Kinzbach v. Midwest Plumbing & Heating Co.

Annotate this Case

262 P.2d 548 (1953)

128 Colo. 370

KINZBACH et al. v. MIDWEST PLUMBING & HEATING CO.

No. 16993.

Supreme Court of Colorado, En Banc.

October 19, 1953.

Claude W. Blake, Denver, for plaintiffs in error.

Harold B. Wagner, Carl A. Wyers, Denver, for defendant in error.

MOORE, Justice.

We will herein refer to the parties as they appeared in the trial court, where plaintiffs in error were defendants, and defendant in error was plaintiff.
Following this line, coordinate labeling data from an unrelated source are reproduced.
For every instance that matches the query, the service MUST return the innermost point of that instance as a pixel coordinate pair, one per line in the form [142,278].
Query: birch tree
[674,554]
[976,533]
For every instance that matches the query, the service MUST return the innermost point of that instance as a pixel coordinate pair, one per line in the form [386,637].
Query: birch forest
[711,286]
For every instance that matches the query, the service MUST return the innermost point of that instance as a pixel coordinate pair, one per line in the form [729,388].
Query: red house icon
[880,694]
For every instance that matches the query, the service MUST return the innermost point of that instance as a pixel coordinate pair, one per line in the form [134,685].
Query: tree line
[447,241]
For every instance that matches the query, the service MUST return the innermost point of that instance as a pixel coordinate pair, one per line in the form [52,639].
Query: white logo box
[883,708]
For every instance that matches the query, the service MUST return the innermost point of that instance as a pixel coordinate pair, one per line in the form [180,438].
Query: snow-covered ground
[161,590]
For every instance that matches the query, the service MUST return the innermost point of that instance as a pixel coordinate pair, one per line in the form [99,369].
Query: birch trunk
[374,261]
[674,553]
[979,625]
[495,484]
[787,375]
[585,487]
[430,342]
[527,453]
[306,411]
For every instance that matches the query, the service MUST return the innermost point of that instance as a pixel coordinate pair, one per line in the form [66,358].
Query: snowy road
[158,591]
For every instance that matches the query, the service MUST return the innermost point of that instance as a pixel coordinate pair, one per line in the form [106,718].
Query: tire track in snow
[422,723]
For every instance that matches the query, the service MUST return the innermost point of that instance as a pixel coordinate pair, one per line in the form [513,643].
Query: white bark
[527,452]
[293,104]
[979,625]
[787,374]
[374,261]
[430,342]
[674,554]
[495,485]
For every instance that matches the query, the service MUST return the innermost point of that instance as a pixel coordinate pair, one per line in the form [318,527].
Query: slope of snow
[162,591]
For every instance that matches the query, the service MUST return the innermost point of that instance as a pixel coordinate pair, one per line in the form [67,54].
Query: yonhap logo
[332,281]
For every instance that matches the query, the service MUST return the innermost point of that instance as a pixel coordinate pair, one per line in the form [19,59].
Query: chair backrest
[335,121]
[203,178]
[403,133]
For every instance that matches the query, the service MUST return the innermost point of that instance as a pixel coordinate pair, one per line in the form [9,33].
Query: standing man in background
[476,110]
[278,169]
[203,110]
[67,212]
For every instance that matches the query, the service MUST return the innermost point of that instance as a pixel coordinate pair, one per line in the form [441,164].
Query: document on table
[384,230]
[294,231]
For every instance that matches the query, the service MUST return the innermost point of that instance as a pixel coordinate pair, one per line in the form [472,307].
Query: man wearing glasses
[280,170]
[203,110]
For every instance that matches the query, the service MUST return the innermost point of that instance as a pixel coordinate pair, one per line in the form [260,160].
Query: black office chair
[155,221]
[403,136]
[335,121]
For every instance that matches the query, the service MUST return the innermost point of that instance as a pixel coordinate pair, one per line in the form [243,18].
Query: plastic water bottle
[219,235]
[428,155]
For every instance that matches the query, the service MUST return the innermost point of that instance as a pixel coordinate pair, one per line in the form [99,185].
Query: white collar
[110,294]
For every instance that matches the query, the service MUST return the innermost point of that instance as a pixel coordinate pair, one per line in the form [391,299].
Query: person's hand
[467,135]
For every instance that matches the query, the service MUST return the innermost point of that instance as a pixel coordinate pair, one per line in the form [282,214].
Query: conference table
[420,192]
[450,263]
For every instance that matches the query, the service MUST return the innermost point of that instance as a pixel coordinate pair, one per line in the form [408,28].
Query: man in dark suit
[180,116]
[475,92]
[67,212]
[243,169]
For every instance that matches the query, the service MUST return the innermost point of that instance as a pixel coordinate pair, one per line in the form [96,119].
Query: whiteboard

Plaintiff sought judgment for the sum of $1,054.84 alleged to be due it as the unpaid balance upon materials and labor supplied to defendants in the installation of plumbing facilities at their home. Defendants acknowledged indebtedness to plaintiff in the amount of $350, but denied liability for any greater sum.

The issues made by the pleadings were tried to a jury, which returned a verdict in favor of plaintiff for the sum of $502.84.

The verdict was received on March 1, 1951. Within the time fixed by the court for the filing of motions, plaintiff moved for judgment notwithstanding the verdict, which motion was denied. Thereafter, and within the time allowed, plaintiff filed its motion for new trial based upon asserted erroneous admission of evidence and the inadequacy of the verdict of the jury. This motion was heard on June 8, 1951, was sustained, and a new trial granted.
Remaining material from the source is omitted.